Stamping out the misreporting of supply chain finance
Fitch Ratings examines the accounting practices of companies relying on reverse factoring, whereby companies get off-balance sheet treatment of debt
There is a notable upturn in the number of companies expanding their payables days outstanding via bank supply chain financing and not classifying it as debt. That’s according to Fitch Ratings, which views this as a potential “accounting loophole”, allowing companies to forgo the need to report this as debt on their balance sheets.
Citing the sudden liquidation of UK construction company Carillion earlier this year, the rating agency has urged market participants to carefully evaluate debt within a particular company. Carillion reported net debt of £219 million compared to the unreported debt of an estimated £400-500 million to financial institutions alone.
“The debt classified as 'other payables' was unnoticed by most market participants due to the near complete lack of disclosure about these practices and the effect on financial statements. Whether these programmes require disclosure under accounting standards depends greatly on their construction, which in practice allows many companies not to disclose them,” states Fitch Ratings.
“As a result, evaluating trends in payables days is the best way to uncover the use of supply chain financing,” insists Fitch Ratings.
Under a supplier financing programme otherwise known as reverse factoring, companies not only get off-balance sheet treatment of debt but can develop a close relationship with their suppliers, allowing them to gain financing based on their credit.
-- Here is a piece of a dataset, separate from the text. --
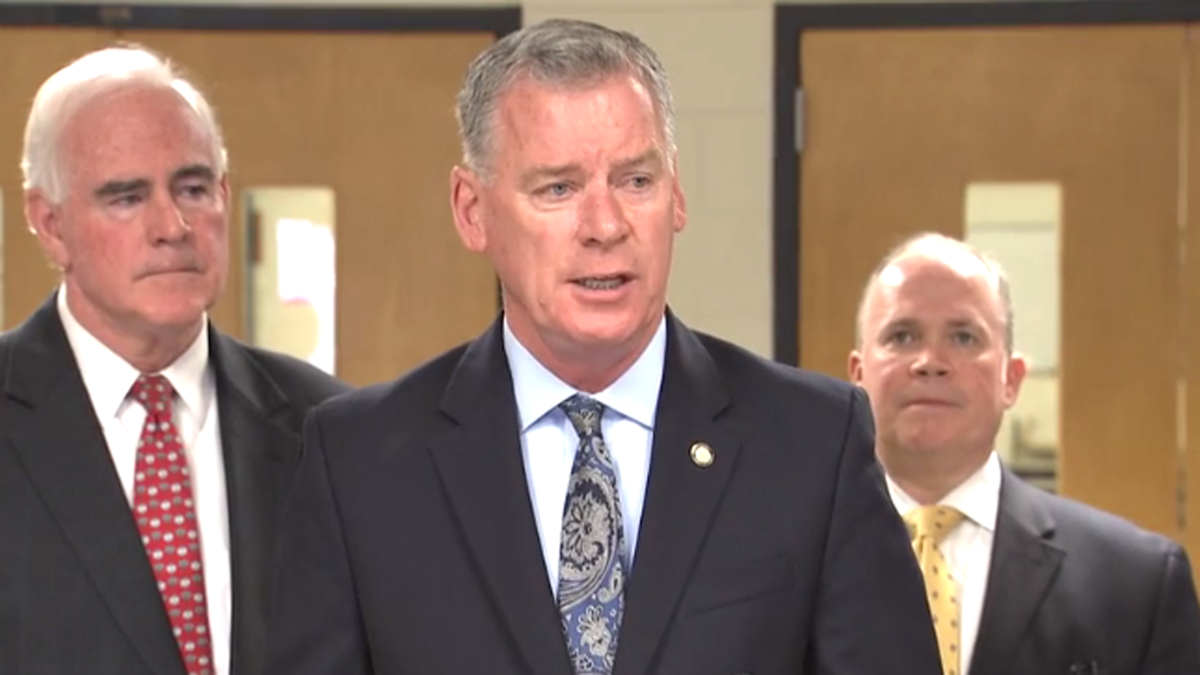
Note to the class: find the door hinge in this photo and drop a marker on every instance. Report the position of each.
(799, 119)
For the supplier in particular it allows them to get paid earlier through the sale of invoices to a financial institution before their due date.
Over the past several years supply chain finance has grown in popularity. According to the World Supply Chain Finance Report 2018, the market for supply chain finance grew by 36% in volume in 2016 compared to 2015, reaching US$447.8 billion.
Looking to risk mitigate the popular financing solution, the International Trade & Forfaiting Association (ITFA) recently announced that it was intending to release updated guidelines on the formation of reverse factoring programmes. The IFTA, along with other organizations a few years ago, created standard definitions/techniques for supply chain finance.
The aim of these proposed new guidelines is to point out programmes that need to be reclassified as debt on a company’s balance sheet. The idea is to prevent the supply chain programmes from being misused by companies, in particular those enterprises that don’t have strong enough credit to support their suppliers.